Во время войны он летал на истребителе. Имел на счету не один сбитый самолёт. На третьем году войны немецким «мессершмиттом» был сбит сам. Самолёт рухнул в болото. С переломами, увечьями, он чудом остался жив. Очень хотел отстоять жизнь. Отчаянно боролся за каждый час, за каждый метр, который удавалось проползти. Компаса не было. Выбравшись из трясины, невдалеке услышал немецкую речь. Понял, что находится в окружении немцев, которые периодически прочёсывали лес. Сливался с буреломом, пережидал. От боли и голода терял сознание. Ночами наугад полз и полз к линии фронта.
– Добрались?
– Добрался.
– А затем? Лазарет?
– Нет. Затем – СМЕРШ! Допросы. Проверки… Авиация – это уже потом, изрядное время спустя. Что-то вы со мной неладное творите, Тамара Владиславовна. Я об этом только двум близким людям рассказывал.
– Я тоже мало кому говорю о своём. Никто, правда, вопросами особенно и не донимает.
– А вы не сожалейте об этом. Так-то оно и лучше. Впрочем, как знать, как знать… Может случиться, что мы с вами когда-нибудь подробнее поговорим о наших отцах…
О наших отцах? Я не ослышалась. Уточняющих вопросов задавать не стоило.
– Вернул я ваше доверие? – спросил он.
– Вернули.
Что-то уже заживало, зарубцовывалось в конце 1952 года, после войны, после проведённых в лагере лет, но ещё не стало зачерствевшей хлебной коркой. Клеточная память о грязи, о голоде, о заскорузлых, окровавленных бинтах, о потерянности и тоске, которые человек испытывал один на один с мёрзлой землёй, под холодными небесами, – была ещё жива. И хотя ташкентский попутчик принадлежал к малознакомому типу людей – внешне уверенный в себе, эдакий хрестоматийно мужественный витязь, – но и сам поезд, и «фон солдафон», и все его регалии после разговора стали как-то несущественны. «Чудом остался жив», «выполз из окружения», «терял сознание», «допросы», «СМЕРШ» – этих и других его слов хватило, чтобы ощутить, что мы рекрутированы нравом одной страны, хорошо перемолоты её историческими бедами. Мы говорили на одном языке.
Тон лётчика стал деловым:
– Вас пугают наши с генералом звания? Я не ошибся? Мои значат одно: я сделаю всё возможное для вашего устройства на работу. В Куйбышеве у меня друг – секретарь обкома. Друг в Оше – председатель горисполкома. И тот и другой сделают всё, о чём я попрошу. А просить буду – найти для вас хорошую работу. И чтобы квартиру подобрали «с настроением».
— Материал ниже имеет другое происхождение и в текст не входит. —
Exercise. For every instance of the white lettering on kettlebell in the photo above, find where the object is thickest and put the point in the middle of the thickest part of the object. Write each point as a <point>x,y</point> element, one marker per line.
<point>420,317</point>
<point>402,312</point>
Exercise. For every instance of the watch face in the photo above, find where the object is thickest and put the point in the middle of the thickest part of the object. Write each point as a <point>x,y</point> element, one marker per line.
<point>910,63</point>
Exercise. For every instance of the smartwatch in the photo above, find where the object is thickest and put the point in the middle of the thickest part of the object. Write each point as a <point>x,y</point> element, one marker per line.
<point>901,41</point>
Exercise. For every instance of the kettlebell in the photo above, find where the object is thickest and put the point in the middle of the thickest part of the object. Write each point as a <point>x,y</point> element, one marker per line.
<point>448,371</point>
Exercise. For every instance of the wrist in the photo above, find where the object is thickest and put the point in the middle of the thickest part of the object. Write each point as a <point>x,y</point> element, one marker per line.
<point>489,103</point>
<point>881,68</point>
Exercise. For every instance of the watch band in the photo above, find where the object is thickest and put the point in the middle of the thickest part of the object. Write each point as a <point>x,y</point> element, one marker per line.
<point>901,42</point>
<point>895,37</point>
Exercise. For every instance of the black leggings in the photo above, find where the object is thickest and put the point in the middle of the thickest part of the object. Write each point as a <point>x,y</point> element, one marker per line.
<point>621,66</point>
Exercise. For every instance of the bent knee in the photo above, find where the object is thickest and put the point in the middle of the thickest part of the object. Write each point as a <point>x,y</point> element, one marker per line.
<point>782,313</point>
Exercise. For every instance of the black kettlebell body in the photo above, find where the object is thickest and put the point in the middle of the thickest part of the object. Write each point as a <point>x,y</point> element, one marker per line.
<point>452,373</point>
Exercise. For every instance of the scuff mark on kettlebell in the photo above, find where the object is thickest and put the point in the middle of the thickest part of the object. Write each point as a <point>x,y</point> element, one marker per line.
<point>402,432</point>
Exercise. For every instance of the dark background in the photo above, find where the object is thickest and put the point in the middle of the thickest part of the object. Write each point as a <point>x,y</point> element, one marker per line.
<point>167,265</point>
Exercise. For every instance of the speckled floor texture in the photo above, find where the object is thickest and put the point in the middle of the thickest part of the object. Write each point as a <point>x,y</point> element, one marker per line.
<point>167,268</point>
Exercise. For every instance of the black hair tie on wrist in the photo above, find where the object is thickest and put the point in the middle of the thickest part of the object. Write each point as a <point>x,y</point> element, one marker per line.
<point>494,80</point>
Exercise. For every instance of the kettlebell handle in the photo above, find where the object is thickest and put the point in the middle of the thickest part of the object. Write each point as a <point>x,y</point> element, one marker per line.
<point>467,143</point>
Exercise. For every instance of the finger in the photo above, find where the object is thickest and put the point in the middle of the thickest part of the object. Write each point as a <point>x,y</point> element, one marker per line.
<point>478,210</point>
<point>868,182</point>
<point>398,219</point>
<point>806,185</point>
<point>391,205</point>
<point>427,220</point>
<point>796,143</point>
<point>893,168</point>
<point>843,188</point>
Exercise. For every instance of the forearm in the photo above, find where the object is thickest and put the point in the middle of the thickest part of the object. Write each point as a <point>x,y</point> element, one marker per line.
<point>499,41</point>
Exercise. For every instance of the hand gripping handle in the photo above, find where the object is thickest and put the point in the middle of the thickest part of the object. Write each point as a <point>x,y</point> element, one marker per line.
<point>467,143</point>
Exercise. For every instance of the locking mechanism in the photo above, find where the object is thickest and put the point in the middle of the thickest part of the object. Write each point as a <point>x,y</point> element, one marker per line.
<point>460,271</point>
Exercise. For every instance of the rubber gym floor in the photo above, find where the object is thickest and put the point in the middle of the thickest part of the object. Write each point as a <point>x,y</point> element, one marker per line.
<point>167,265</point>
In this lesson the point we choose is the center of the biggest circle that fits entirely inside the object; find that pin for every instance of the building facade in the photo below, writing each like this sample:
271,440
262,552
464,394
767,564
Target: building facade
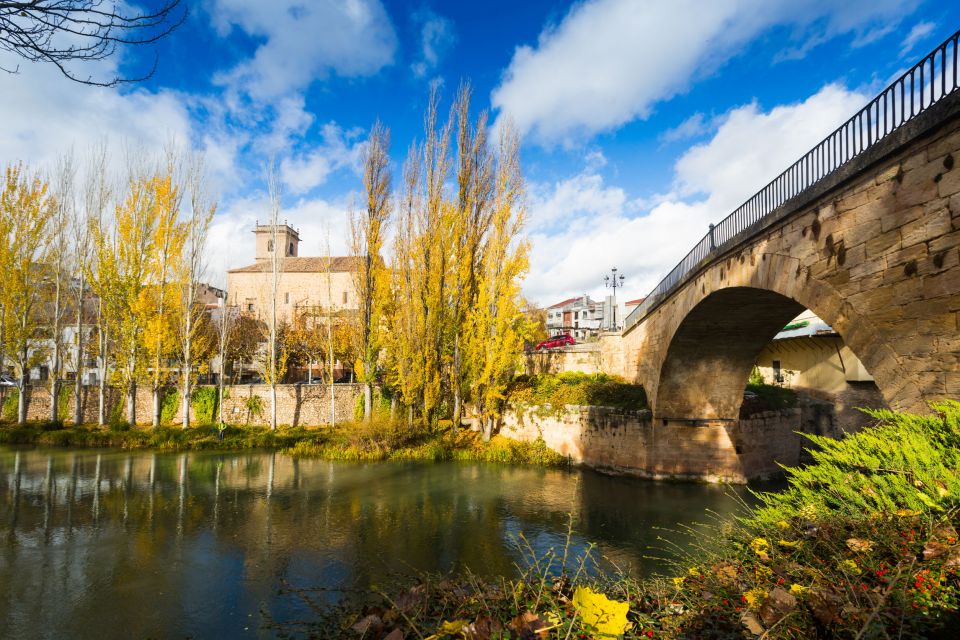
303,283
580,317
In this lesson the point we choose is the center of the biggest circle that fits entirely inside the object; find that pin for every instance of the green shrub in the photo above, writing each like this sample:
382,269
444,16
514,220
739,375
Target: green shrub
119,426
118,413
9,409
574,388
204,403
64,394
254,407
169,404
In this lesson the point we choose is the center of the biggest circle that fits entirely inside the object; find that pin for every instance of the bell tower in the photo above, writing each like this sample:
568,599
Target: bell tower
286,238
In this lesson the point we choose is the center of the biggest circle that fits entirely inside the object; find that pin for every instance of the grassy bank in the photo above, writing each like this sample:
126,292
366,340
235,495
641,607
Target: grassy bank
552,392
862,544
349,442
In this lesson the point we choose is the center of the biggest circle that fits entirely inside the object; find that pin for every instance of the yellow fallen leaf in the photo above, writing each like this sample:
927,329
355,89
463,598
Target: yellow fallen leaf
604,616
452,627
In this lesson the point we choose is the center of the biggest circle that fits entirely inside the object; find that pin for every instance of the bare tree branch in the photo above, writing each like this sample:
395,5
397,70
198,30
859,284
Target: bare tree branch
59,32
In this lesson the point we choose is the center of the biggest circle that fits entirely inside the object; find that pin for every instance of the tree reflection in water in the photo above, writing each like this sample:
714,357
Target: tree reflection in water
114,543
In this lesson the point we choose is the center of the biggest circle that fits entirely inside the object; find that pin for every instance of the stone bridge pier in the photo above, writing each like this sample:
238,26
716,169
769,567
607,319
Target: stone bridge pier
873,249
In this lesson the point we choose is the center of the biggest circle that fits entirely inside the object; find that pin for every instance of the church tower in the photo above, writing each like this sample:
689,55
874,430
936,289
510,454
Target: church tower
287,239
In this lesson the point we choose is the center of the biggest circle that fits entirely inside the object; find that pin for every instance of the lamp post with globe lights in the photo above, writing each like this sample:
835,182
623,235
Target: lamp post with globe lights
613,281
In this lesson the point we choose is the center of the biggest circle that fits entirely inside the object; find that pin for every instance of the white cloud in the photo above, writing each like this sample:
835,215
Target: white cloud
610,61
304,42
751,147
437,36
693,127
919,31
44,115
338,149
581,227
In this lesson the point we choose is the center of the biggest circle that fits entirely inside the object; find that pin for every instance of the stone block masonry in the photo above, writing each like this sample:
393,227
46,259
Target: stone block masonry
297,405
633,443
873,249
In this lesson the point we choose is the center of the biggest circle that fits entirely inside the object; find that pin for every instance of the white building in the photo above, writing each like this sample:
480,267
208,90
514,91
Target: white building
581,317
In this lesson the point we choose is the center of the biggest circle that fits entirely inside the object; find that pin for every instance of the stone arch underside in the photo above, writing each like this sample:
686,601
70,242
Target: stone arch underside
734,309
710,357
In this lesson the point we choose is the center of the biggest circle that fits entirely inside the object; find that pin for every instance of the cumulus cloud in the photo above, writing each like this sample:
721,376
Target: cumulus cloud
694,126
231,240
437,37
582,226
611,61
304,42
917,34
44,115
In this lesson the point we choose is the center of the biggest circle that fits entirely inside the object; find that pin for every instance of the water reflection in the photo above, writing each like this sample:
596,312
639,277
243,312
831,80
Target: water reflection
152,544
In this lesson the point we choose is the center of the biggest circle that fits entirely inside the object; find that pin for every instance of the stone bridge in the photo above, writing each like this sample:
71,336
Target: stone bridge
864,231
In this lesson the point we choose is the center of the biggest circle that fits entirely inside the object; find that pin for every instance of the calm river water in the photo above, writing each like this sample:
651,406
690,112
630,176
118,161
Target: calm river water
111,544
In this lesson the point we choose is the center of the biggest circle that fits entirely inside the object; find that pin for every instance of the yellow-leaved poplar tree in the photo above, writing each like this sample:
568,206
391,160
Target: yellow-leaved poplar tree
26,209
371,280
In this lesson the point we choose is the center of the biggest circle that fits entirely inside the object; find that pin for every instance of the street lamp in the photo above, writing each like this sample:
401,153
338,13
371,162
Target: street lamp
612,282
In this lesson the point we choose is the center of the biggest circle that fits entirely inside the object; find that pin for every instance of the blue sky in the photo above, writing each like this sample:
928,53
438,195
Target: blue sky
642,120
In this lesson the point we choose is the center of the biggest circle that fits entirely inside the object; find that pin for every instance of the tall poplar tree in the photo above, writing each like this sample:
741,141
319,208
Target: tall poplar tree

Я поверила Василию Ивановичу. Ни своей влиятельности, ни желания помочь он, по-видимому, не преувеличивал. Только секретари обкомов, председатели горисполкомов были из таких чуждых мне сфер, что одно это перечёркивало его обещания. К тому же о главном в тот момент – о многомесячных преследованиях микуньского ГБ, о своём бегстве с Севера – я попутчику, естественно, не сказала.
Вернулись двое других пассажиров. Похрапывали в подпитии.
Товарищ по одиночным сражениям за Жизнь попросил оставить ему адрес.
– У меня нет адреса, – ответила я.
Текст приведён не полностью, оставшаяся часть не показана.